So there is Hiveworks
, which is a creator-owned comic collective; it looks like there revenue comes from advertising, and they have various mentoring services and so on.
Could something similar work with sheet music publishing?
When I've spoken to traditional publishers, they've generally not been willing to talk about the Creative Commons thing. From their perspective, publishing something that people are allowed to photocopy, and could even reproduce themselves by downloading the work from online, is no way to make a living.
I think this is a misunderstanding of the market for deadtree format sheet music:
1) When I am performing regularly, I frequently buy scores that are in the public domain, because printing things at home is annoying or inconvenient or, in the end, not much cheaper.
2) There are still a number of people who only really buy sheet music by post or in actual shops; while this is a shrinking market, the problems of e-scores (readers are expensive and run out of battery; you can't write on electronic scores anywhere near as easily as you can paper ones with a pencil, or draw pictures of the conductor with a dragon's head for that matter; nobody has really got page turns right; DRM of any kind at all is really annoying if you're buying a piece of music thinking your choir might sing it again in 5 or 10 years) are not really going away quickly yet, and in the meantime, fewer people who own computers have access to a printer at home.
3) In terms of choral music, at least, you can charge a bit more for a "photocopiable resource": I've seen some publishers experimenting with this with the Christian Copyright Licensing Initiative. (The difference between that and CC by-SA? CC by-SA requires no admin on the part of the consumer, and rather less on the part of the composer, too.
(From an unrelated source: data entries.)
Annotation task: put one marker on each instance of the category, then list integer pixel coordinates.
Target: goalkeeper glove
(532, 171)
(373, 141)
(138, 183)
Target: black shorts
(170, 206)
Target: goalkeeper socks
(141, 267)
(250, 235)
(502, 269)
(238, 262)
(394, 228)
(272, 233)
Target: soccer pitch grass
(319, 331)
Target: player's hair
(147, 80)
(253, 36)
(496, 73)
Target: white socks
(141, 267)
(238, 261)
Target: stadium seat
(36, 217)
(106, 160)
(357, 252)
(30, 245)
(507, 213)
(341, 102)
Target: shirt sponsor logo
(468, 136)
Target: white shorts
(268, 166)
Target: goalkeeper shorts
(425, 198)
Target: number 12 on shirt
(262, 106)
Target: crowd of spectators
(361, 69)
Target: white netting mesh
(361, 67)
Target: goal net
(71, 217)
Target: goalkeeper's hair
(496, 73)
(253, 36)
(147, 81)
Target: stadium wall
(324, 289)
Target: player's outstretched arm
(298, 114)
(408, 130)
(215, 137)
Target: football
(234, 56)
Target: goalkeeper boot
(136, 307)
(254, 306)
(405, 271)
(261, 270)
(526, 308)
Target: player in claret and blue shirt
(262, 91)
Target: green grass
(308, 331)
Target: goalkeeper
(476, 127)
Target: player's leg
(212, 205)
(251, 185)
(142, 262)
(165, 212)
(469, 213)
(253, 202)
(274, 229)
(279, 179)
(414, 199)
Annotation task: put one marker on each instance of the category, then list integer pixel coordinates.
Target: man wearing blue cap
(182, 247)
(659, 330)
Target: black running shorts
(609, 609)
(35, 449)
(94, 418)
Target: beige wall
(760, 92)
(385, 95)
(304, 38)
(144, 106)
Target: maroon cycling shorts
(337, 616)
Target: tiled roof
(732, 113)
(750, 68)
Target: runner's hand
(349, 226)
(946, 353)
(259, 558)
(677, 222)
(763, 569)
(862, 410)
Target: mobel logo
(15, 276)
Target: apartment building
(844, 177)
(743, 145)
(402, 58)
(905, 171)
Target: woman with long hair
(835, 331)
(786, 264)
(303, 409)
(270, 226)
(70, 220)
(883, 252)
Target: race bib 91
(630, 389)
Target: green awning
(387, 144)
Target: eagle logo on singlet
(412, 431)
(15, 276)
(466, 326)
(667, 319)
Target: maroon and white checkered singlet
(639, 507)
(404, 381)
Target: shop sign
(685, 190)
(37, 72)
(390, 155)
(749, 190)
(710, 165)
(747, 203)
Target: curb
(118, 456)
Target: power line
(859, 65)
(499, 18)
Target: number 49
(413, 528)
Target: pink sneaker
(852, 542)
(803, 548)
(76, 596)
CCLI is an awkward workaround, and it shows.)
Further, when people go to download music from e.g. the Choral Public Domain Library or IMSLP, they're usually looking for something they already know to be in the public domain. When they go to a bricks-and-mortar or even an online sheet music shop, they're looking for new stuff. My work is new -- but it's on CPDL. Oh, and Lulu, which also isn't somewhere people go to look for sheet music.
Just as e-books have not, in fact, meant that people stop buying deadtree format books, I don't think electronic scores are going to kill the deadtree format music library just yet.
I think it's also a misunderstanding of the nature of copyright and copyright infringement. In general, if someone is going to photocopy my music, they're going to do it anyway, and sortof hope they don't get caught.
Anyway, I am wondering whether some kind of collectively-owned publishing house which explicitly allows composers to choose Creative Commons licenses -- or not, if the composer in question would rather not -- would be a good idea.
I suppose this is just more fleshing out of this idea about a print-on-demand music publisher
. The difference between that and this? Collective ownership, and a presence (in due course) in bricks-and-mortar sheet music shops where they exist. (I don't think most of the existing small sheet music publishers do print-on-demand -- I think they do a bulk order from a music reprographics company, and then warehouse it and distribute. I know of one print-on-demand music reprographics company that also does distribution, which isn't cheap, but a co-op might be a good way to manage the cost.)
The thing about print-on-demand is that without the warehousing costs, and with distribution being outsourced, you don't necessarily have to play the crappy gatekeeping game of only having a certain "standard" of composer, either (and very often this is more about an old boys' network and the perceived necessity of going for a certain style, than anything else). You can still have the equivalent of whoever it is that decides to send a catalogue showcasing certain repertoire to the brick-and-mortar shops, print that when they order it, and also have ten thousand "long tail" pieces of music that only get printed when someone requests them -- only now, they can request them from brick-and-mortar shops, too. Further, if you have a decent online shop with decent search engine optimisation etc, you can use the sales figures from that to predict what to send to the brick-and-mortar shops; and since it's a composer-owned co-op you can also ask composers to give you some of their social media stats etc (strictly on an opt-in basis, of course) and add some of the more popular ones there to the deadtree catalogue, so that people like me who are mostly focused on free downloads and Patreon can still have offline representation.
I do think hybrid models like this are a way that the publishing industry can stop eating itself, and that artist ownership is likely to be beneficial. However, I do not know how to get there from here, I don't even know many other composers who use CC by-SA, and I'm supposed to be doing a PhD, not starting companies.